Anyone (I'm talkin' to
you, Judas Booth) remember these classics from the 80's version:
1) An Alien race descends upon the U.N. Building in NYC with a mandate that humanity change it's warring ways or they will destroy us. After months of deliberation/negotiation, the World Leaders proudly present the Aliens with a huge tome full of treaties that have quelled all of Earth's international conflicts. The Head Alien flips throug it and laughs. He then tells them that his race wasn't going to eliminate us because we were too war like -- they were going to do it because
we weren't war like enough. And more ships descend.
2) A guy takes a job to drive a truck full of people to an unknown destination. He soon realizes that his cargo is sinful people/souls and his destination is Hell! I remember one poingant scene where he opens the truck and he asks one guy, "What did you do?" The guy says, "I'm gay." And the driver lets him go. Don't remember how the story ends though.
3) This is one from the late 80's version in syndication.
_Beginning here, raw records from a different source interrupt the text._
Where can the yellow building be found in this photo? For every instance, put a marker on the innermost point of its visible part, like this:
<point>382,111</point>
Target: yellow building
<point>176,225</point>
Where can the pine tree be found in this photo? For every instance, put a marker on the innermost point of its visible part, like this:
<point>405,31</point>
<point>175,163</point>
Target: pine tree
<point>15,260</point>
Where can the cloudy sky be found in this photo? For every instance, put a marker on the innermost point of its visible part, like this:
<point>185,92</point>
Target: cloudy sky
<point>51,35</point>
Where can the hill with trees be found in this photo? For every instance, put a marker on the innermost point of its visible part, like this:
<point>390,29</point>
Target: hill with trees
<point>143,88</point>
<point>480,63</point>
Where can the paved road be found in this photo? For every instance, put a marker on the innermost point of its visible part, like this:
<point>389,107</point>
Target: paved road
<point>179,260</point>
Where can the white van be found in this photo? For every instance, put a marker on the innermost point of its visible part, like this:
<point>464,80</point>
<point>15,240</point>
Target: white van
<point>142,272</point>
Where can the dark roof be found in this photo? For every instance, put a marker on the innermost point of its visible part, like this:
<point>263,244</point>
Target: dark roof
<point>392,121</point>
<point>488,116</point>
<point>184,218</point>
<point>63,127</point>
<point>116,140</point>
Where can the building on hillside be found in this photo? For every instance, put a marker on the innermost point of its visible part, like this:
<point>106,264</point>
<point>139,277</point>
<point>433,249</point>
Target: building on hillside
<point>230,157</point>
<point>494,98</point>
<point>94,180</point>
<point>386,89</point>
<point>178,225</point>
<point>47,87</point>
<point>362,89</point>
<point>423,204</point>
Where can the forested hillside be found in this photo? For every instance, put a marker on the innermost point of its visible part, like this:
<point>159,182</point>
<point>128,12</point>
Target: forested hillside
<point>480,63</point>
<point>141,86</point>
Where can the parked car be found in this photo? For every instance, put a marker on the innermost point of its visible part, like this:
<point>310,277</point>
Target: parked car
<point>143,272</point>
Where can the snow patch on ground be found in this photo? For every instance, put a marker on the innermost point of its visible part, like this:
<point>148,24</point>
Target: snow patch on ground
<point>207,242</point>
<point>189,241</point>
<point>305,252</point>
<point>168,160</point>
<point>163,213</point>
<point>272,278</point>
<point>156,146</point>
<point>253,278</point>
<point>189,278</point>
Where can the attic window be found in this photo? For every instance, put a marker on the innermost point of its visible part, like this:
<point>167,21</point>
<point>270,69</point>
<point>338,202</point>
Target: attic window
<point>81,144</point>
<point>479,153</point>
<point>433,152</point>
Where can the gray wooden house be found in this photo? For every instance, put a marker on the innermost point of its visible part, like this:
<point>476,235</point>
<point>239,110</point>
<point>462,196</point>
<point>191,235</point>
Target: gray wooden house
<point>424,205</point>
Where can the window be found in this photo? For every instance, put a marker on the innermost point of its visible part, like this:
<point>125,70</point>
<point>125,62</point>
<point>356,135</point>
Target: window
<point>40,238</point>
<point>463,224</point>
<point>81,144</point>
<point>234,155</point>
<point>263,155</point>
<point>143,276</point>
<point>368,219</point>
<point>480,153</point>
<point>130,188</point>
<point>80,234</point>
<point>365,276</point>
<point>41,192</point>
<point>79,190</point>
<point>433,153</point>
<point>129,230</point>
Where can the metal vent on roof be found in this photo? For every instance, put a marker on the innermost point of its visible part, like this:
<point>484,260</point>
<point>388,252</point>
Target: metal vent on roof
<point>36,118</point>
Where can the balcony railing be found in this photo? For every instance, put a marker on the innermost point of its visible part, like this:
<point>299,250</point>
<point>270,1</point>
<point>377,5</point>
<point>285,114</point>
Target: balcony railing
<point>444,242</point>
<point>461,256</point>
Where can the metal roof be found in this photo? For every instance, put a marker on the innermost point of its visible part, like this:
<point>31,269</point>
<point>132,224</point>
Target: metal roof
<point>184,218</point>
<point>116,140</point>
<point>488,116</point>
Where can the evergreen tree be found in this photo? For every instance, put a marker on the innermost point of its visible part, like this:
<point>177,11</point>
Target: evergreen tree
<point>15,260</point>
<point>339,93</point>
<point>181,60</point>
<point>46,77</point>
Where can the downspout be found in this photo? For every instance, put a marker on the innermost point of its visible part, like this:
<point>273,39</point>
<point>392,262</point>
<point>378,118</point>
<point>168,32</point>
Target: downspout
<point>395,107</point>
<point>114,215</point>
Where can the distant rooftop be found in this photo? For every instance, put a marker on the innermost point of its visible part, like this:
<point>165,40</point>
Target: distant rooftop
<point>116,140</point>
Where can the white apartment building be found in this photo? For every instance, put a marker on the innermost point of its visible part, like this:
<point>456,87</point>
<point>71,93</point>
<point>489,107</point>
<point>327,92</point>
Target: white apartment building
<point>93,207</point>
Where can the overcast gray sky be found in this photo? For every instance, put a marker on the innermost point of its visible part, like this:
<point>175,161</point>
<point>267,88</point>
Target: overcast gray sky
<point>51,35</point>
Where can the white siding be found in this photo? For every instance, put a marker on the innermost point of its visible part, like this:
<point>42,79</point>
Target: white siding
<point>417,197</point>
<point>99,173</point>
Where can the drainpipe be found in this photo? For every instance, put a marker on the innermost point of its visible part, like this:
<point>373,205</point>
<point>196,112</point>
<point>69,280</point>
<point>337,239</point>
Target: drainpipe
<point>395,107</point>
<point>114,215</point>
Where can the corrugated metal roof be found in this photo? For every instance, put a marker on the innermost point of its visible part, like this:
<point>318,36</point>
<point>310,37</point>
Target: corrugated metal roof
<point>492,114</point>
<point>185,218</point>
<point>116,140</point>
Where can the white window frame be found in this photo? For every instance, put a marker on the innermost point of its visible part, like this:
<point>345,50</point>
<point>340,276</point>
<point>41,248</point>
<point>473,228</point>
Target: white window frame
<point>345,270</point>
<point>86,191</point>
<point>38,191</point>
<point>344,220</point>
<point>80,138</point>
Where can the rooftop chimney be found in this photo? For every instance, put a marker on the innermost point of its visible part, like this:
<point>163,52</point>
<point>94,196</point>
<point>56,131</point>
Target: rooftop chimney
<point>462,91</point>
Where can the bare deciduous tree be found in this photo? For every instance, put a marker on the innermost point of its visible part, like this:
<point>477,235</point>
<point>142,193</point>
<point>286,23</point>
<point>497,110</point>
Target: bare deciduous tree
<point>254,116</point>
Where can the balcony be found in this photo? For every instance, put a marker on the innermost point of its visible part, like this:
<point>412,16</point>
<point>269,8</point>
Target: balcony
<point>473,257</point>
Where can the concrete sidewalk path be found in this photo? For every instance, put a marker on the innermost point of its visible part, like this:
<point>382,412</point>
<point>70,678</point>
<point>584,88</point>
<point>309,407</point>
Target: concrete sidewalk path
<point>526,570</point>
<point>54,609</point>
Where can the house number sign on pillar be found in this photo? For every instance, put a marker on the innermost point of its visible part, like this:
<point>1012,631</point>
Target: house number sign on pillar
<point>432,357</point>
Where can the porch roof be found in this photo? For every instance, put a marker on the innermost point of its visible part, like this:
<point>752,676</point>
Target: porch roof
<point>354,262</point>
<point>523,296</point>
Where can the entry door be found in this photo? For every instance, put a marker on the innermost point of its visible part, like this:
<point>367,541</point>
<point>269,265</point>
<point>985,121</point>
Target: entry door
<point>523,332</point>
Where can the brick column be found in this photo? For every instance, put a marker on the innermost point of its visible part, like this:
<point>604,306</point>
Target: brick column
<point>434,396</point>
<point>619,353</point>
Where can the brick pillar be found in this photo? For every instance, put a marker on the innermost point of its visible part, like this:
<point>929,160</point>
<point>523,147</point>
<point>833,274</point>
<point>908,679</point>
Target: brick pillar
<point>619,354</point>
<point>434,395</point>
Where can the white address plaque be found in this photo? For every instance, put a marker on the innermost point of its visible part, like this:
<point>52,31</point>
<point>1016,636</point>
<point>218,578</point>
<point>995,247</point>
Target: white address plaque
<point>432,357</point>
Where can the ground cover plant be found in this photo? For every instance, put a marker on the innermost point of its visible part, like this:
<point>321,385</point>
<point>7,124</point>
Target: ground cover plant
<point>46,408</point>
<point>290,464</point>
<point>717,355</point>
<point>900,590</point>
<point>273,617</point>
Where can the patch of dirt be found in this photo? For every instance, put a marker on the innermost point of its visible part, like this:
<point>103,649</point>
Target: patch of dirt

The budget was slashed, production moved to Canada, and J. Michael Strazcynski was story editor.
David Naughton starts as a regular guy who suddenly finds cameras hidden everywhere at his work and home. He discovers that his life is actually a TV show watched by millions. Shocked, he threatens to quit but the producer talks with him and he realizes the show must go on, so he stays.
I never saw THE TRUMAN SHOW, but from what I know about it, if I was the writer of this episode, I would've called my lawyers.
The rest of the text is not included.